Responding to a question on whether the Congress was keeping silent due to elections, Abdullah said he hoped that was not the case.

"To my mind that would be a great disservice to this country. The country needs an alternative to the BJP, not BJP's B-team. I would expect and hope the Congress and all other like-minded parties and right minded parties take a strong stand against this systematic targeting of Kashmiris," he said.

According to Abdullah, talks with Pakistan cannot be held in the backdrop of attacks such as the one in Pulwama.

"They (the Pakistan prime minister and administration) may offer dialogue but talks cannot be held in the backdrop of Pulwama like attacks. You (Pakistan) need to take some concrete measures there," he said.

Referring to Modi's comments of stern action after the Pulwama attack, Abdullah said such a response was not possible in the current scenario.

"Our PM has talked about a 'muh tod jawab' but such a reply is not possible in the current situation... Particularly now with the Pakistani PM having said that not only will Pakistan think of responding but will respond."

Referring to the withdrawal of security to 155 political persons, including separatists, he said, “I am not aware of anybody misusing security."

"Security was provided by successive governments based to threat perception. Two prominent separatist leaders who at some point of time advocated dialogue were killed by militants. Withdrawing security to mainstream political activists will prevent them from occupying the political space. I have already said this is a regressive step and should be reviewed. Else, we will go to court," he added.

Abdullah also criticised Meghalaya Governor Tathagatha Roy for backing the boycott of "everything Kashmiri" and said it was unfortunate.

Citing attacks in Chhattisgarh, he said no one called for punishing people in the state.

"... Why are we being punished? Just because we are the only Muslim majority state in the country?" Abdullah asked.

Incidents of selective targeting of Kashmiris will lead to further alienation of people in the state, he warned.

Omar Abullah termed as a "retrograde" step the withdrawal of security to some mainstream political activists here, noting that it will weaken the political activity in the state.
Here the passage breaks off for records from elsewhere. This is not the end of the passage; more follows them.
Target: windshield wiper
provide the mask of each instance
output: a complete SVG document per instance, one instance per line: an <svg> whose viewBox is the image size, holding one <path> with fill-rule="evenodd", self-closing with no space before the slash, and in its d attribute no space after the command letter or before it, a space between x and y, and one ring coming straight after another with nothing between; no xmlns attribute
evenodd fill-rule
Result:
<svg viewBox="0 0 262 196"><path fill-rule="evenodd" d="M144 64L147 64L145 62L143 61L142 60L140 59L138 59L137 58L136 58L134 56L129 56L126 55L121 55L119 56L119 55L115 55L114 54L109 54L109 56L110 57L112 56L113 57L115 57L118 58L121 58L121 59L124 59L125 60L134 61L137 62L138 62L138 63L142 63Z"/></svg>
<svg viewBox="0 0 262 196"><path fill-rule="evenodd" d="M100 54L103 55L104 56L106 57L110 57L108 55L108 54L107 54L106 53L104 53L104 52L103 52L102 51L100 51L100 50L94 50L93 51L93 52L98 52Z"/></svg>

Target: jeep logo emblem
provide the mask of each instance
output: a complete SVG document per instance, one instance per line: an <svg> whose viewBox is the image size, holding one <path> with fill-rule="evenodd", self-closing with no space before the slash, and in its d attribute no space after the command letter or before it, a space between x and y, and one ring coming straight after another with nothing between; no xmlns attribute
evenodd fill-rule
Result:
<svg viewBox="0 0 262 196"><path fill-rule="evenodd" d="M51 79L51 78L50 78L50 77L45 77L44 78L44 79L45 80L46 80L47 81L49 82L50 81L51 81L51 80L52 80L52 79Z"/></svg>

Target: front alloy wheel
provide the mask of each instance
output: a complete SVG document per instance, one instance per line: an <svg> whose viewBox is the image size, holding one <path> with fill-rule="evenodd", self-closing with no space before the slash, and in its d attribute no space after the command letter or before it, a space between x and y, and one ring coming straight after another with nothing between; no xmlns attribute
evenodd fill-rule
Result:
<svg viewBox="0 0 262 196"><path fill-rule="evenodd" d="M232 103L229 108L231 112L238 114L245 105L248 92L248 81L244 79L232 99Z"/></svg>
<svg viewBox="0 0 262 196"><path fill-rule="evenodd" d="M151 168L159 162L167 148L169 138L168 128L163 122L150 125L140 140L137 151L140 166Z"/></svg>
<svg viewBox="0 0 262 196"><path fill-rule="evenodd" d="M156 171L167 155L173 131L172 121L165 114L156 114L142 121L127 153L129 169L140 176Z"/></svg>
"Withdrawal of security to mainstream political workers & office bearers is a retrograde step that will only weaken political activity in the valley. This is regardless of the fact that no one from @JKNC_ has had their security withdrawn in yesterday's list," he said.

Urging the Governor Satya Pal Malik to reconsider his administration's decision, the former chief minister said they will approach the court if it is not revisited.

"I would like to encourage @jandkgovernor to reconsider this step. If it is not revisited we will approach the courts & ask them to intervene," Omar wrote in a series of tweets.

He alleged that there seemed to be an element of pick and choose at play in the decision to withdraw the security of some mainstream political activists.

"I have no doubt this step was taken without taking into consideration inputs from central & state intelligence agencies which can only mean it's been done for political purposes & there is an element of pick & choose at play here," he added.

The state government on Wednesday announced withdrawal or downgrading of security of 155 persons, including 18 separatists. The list included former IAS officer Shah Faesal and PDP youth president Waheed Parra.